Eyman Fatima

Personal information
- Born: 12 October 2004 (age 21) Sargodha, Punjab, Pakistan
- Batting: Right handed
- Bowling: Right-arm medium
- Role: Batter

International information
- National side: Pakistan;
- ODI debut (cap 93): 22 September 2025 v South Africa
- Last ODI: 8 October 2025 v Australia
- ODI shirt no.: 39
- T20I debut (cap 57): 6 August 2025 v Ireland
- Last T20I: 8 August 2025 v Ireland
- T20I shirt no.: 39

Domestic team information
- 2024: Lahore

Career statistics
| Competition | T20I | LA | T20 |
| Matches | 2 | 17 | 25 |
| Runs scored | 27 | 506 | 572 |
| Batting average | 13.50 | 31.61 | 31.77 |
| 100s/50s | 0/0 | 2/1 | 0/4 |
| Top score | 23 | 141 | 74* |
| Catches/stumpings | 1/– | 5/– | 6/– |
- Source: ESPNcricinfo, 8 August 2025

= Eyman Fatima =

Pakistani cricketer (born 2004)

Eyman Fatima (born 12 October 2004) is a Pakistani cricketer. She has played for Pakistan women's under-19 team in 2023 ICC Under-19 Women's T20 World Cup. She has also played domestic cricket for Lahore and for PCB Strikers in National Women's T20 tournament and National Women's One-Day tournament.

==Career==
In December 2022, Fatima named in Pakistan's under-19 squad for 2023 ICC Under-19 Women's T20 World Cup. She was Pakistan's leading run-scorer in the tournament, with 157 runs at an average of 52.33. Her best score was 65* against Rwanda.

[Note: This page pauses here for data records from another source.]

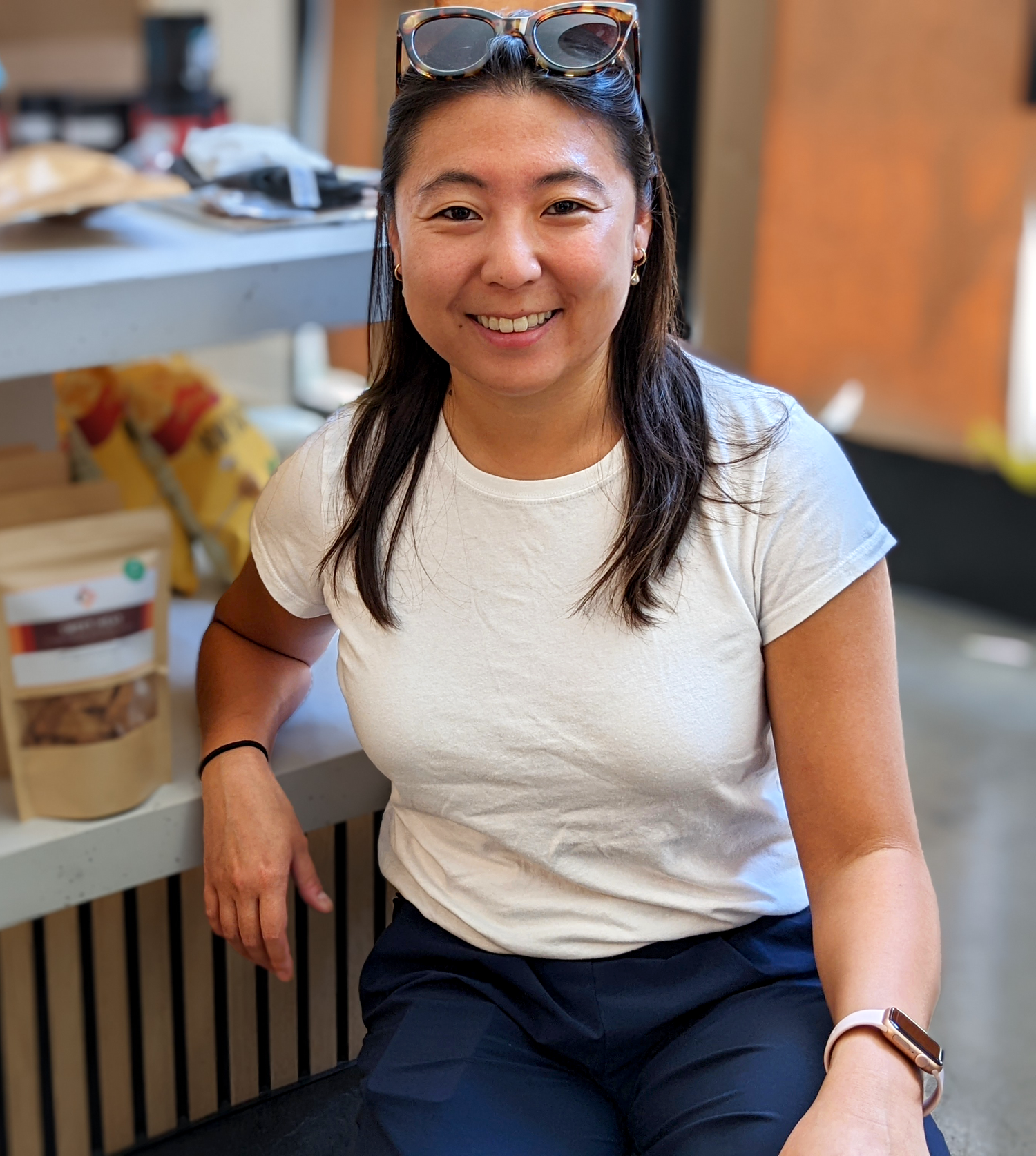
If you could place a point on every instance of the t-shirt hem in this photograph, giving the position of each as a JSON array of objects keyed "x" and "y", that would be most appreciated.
[
  {"x": 278, "y": 590},
  {"x": 865, "y": 557}
]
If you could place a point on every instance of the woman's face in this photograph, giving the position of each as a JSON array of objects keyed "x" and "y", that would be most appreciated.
[{"x": 516, "y": 228}]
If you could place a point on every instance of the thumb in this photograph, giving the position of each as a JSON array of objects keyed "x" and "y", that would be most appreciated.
[{"x": 308, "y": 881}]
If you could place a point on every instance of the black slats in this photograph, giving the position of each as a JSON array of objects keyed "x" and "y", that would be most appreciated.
[
  {"x": 341, "y": 939},
  {"x": 262, "y": 1028},
  {"x": 43, "y": 1032},
  {"x": 86, "y": 954},
  {"x": 222, "y": 1023},
  {"x": 379, "y": 880},
  {"x": 140, "y": 1112},
  {"x": 302, "y": 983},
  {"x": 180, "y": 1010}
]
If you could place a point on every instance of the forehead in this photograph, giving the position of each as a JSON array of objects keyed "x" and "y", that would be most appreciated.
[{"x": 509, "y": 142}]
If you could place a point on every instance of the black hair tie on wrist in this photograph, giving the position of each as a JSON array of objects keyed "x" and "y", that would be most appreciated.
[{"x": 231, "y": 746}]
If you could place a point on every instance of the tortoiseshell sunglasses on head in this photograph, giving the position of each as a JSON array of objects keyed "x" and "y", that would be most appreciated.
[{"x": 567, "y": 39}]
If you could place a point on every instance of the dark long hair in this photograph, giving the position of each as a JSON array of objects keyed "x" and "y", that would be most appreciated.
[{"x": 656, "y": 394}]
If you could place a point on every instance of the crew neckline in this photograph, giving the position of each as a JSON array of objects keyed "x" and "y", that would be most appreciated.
[{"x": 537, "y": 489}]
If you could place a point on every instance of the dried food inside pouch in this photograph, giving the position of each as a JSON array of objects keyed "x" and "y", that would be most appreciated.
[{"x": 84, "y": 659}]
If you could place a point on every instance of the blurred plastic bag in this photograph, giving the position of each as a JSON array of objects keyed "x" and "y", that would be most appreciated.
[
  {"x": 94, "y": 401},
  {"x": 216, "y": 458},
  {"x": 52, "y": 180}
]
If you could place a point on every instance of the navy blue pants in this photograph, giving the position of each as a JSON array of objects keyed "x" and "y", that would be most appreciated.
[{"x": 707, "y": 1046}]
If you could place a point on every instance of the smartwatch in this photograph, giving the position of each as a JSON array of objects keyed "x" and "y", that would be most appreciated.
[{"x": 903, "y": 1034}]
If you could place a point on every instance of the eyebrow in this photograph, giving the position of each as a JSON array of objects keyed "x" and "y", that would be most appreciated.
[
  {"x": 454, "y": 177},
  {"x": 562, "y": 176},
  {"x": 576, "y": 176}
]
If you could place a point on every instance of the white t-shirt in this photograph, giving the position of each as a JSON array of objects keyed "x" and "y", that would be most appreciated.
[{"x": 564, "y": 787}]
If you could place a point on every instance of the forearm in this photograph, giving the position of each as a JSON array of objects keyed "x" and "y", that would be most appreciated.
[
  {"x": 876, "y": 933},
  {"x": 245, "y": 691}
]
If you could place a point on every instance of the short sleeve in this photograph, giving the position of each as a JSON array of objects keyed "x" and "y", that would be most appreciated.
[
  {"x": 816, "y": 530},
  {"x": 291, "y": 524}
]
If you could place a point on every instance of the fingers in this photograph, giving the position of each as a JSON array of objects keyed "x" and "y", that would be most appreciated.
[
  {"x": 273, "y": 919},
  {"x": 250, "y": 931},
  {"x": 256, "y": 927},
  {"x": 308, "y": 881}
]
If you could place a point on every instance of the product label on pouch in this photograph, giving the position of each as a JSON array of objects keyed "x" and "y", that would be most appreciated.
[{"x": 92, "y": 629}]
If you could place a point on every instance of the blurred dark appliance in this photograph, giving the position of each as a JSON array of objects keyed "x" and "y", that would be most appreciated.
[
  {"x": 92, "y": 122},
  {"x": 961, "y": 531},
  {"x": 280, "y": 184},
  {"x": 180, "y": 58}
]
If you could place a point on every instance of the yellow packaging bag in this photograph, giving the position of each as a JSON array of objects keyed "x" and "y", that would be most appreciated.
[
  {"x": 95, "y": 401},
  {"x": 219, "y": 459}
]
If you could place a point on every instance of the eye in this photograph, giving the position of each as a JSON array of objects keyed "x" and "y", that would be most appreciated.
[
  {"x": 459, "y": 213},
  {"x": 566, "y": 209}
]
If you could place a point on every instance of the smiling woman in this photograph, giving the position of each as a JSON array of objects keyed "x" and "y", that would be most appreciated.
[{"x": 617, "y": 628}]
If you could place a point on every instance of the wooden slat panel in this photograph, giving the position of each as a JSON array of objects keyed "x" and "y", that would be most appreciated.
[
  {"x": 241, "y": 1014},
  {"x": 111, "y": 1000},
  {"x": 21, "y": 1053},
  {"x": 323, "y": 1027},
  {"x": 361, "y": 900},
  {"x": 199, "y": 1003},
  {"x": 68, "y": 1046},
  {"x": 156, "y": 1006},
  {"x": 283, "y": 1017}
]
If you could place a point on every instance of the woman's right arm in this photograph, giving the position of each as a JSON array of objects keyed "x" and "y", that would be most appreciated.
[{"x": 253, "y": 672}]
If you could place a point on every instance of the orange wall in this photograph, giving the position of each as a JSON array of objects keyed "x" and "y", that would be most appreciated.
[{"x": 895, "y": 164}]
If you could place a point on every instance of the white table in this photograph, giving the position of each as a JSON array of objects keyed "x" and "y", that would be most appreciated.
[
  {"x": 49, "y": 864},
  {"x": 132, "y": 282},
  {"x": 135, "y": 281}
]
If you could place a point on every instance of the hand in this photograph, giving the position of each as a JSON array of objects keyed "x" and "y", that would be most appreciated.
[
  {"x": 252, "y": 844},
  {"x": 869, "y": 1104}
]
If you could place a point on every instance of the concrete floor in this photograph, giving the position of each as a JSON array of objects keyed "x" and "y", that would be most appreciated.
[{"x": 970, "y": 730}]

In May 2023, she was named in Pakistan A squad for the 2023 ACC Women's T20 Emerging Teams Asia Cup. In August 2023, she was awarded a professional contract by Pakistan Cricket Board for 2023–25 season. In October 2023, she was named in Pakistan's A squad for the one-day series against West Indies A and for T20 Tri-series against West Indies A and Thailand A.

In March 2025, Fatima awarded domestic central contracts by PCB.

In July 2025, Fatima earned maiden call-up for Pakistan national cricket team for the T20I series against Ireland. She made her T20I debut on 6 August 2025 against Ireland.

In August 2025, she was awarded in category E (Emerging) in central contract for 2025–26.